De plus, l'adhésion à l'OTAN est souvent perçue comme un premier pas vers l'accession à l'Union européenne : les précédents ont tous débouché sur une adhésion à l'Union européenne, sauf l'Albanie. Disons-le d'emblée, nous ne pouvons donner aucune perspective d'adhésion au Monténégro, que ce soit à court ou à moyen terme. La capacité d'absorption de l'UE est aujourd'hui totalement saturée, même s'agissant d'un petit pays, et l'Union doit en priorité concentrer ses efforts sur la redéfinition de son projet et de son fonctionnement avant de songer à s'élargir. Évitons de reproduire les erreurs des années 2000 !
D'ailleurs, si le Monténégro a fourni des efforts pour consolider l'État de droit et lutter contre la corruption, il est encore bien loin de répondre aux critères d'adhésion à l'Union européenne.
Évitons donc toute précipitation. Je reste circonspect à l'égard de l'adhésion du Monténégro à l'OTAN, que je ne soutiens pas.
La discussion générale est close.
Discussion de l'article unique
M. le président. - Le vote sur l'article unique vaudra vote sur l'ensemble du texte.
Mme Joëlle Garriaud-Maylam . - Je comprends les propos personnels de M. Legendre, mais le texte d'aujourd'hui concerne bien l'adhésion à l'OTAN, et aucunement à l'Union européenne.
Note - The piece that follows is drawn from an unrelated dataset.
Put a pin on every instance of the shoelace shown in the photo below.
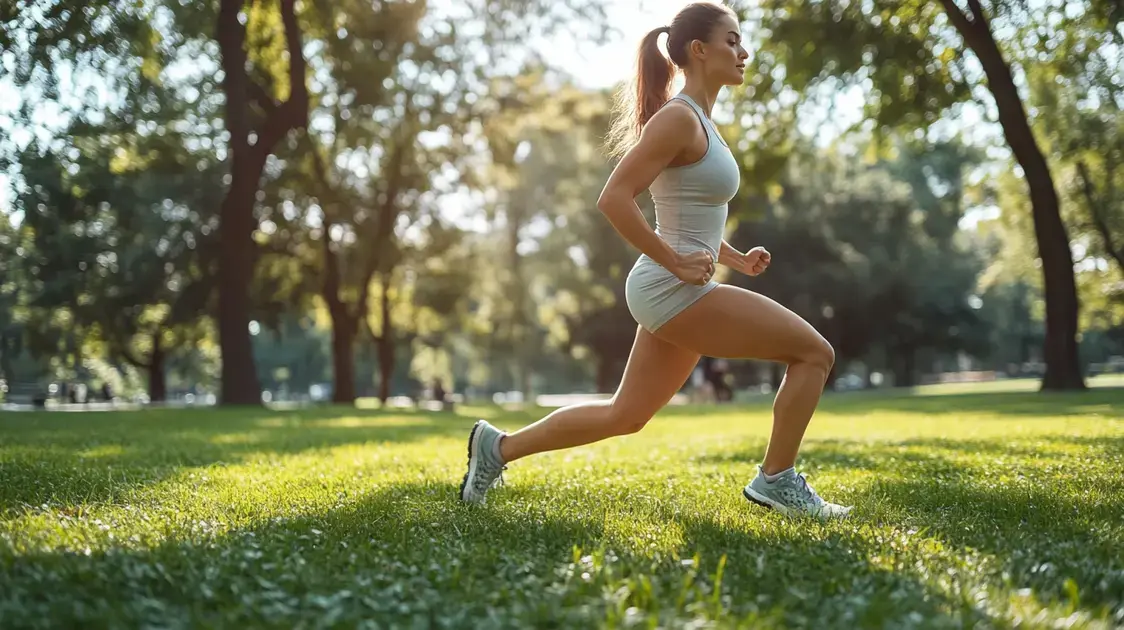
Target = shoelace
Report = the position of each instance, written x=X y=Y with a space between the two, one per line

On critique la corruption du Monténégro, alors qu'un rapport de Transparency International établit qu'il est l'un des États les moins corrompus des Balkans, et qu'il l'est peut-être moins que certains États membres de l'Union européenne.
C'est un petit pays, avec moins de 2 000 soldats, mais il participe à de nombreuses opérations internationales. Acceptons-nous la pression de Moscou, ou même de Trump ? Serons-nous le premier pays à refuser cette adhésion ? Prenons garde à l'importance et au sens de notre vote : je vous invite à voter ce texte.
L'article unique est adopté ; en conséquence, le projet de loi est définitivement adopté.